When asleep in the middle of the night, the six consciousnesses cease functioning. If a fire breaks out in the house and the manas (the mental faculty) wishes to flee, what should be done? This intention of manas cannot be realized without the cooperation of the body faculty and the six consciousnesses. Therefore, it is not that manas is inherently inferior in wisdom or incapable of action; rather, whatever it seeks to accomplish requires tools. Without these tools, it is rendered helpless, much like an imbecile.
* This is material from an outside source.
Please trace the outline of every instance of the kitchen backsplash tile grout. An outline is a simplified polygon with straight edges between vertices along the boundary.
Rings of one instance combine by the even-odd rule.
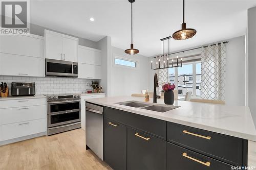
[[[0,76],[0,82],[6,82],[10,90],[11,83],[12,82],[35,82],[36,94],[84,92],[86,89],[92,88],[88,86],[88,83],[91,81],[92,80],[69,78]]]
Faced with such an urgent and critical situation, manas would certainly strive to awaken, enabling the mental consciousness to perceive the fire, and then coordinate with the five sensory consciousnesses to escape. In its urgency, manas causes the isolated mental consciousness to arise first. However, since the isolated mental consciousness cannot clearly discriminate, it transitions into the mental consciousness accompanied by the five sensory consciousnesses. As the five consciousnesses subsequently arise, one awakens. Once the mental consciousness discriminates the emergency, it decides to flee. After manas approves, it commands the five aggregates (the psychophysical being) to run, and the physical body dashes out the door.
Upon awakening, the mental consciousness and the nose consciousness arise together. Due to the strong smell of smoke, the nose consciousness arises before the other consciousnesses. Then the eye consciousness, body consciousness, ear consciousness, and tongue consciousness appear. The arising of the five consciousnesses follows a sequence: whichever external object (dust) is most prominent causes its corresponding consciousness to arise first. If the flames are bright, the eye consciousness arises first; if the room is excessively hot, the body consciousness arises first; if the sound of the fire or shouting is loud, the ear consciousness arises first.
In moments of crisis, bodily movements occur extremely swiftly. Consciousness has no time to deliberate, yet one rapidly evades danger. If, during an emergency, one were to wait for consciousness to discriminate, ponder, and analyze, the person would likely suffer harm. At such times, the function of consciousness is to cooperate with the five sensory consciousnesses, following the directives of manas to act swiftly. Manas proves exceptionally agile in critical moments.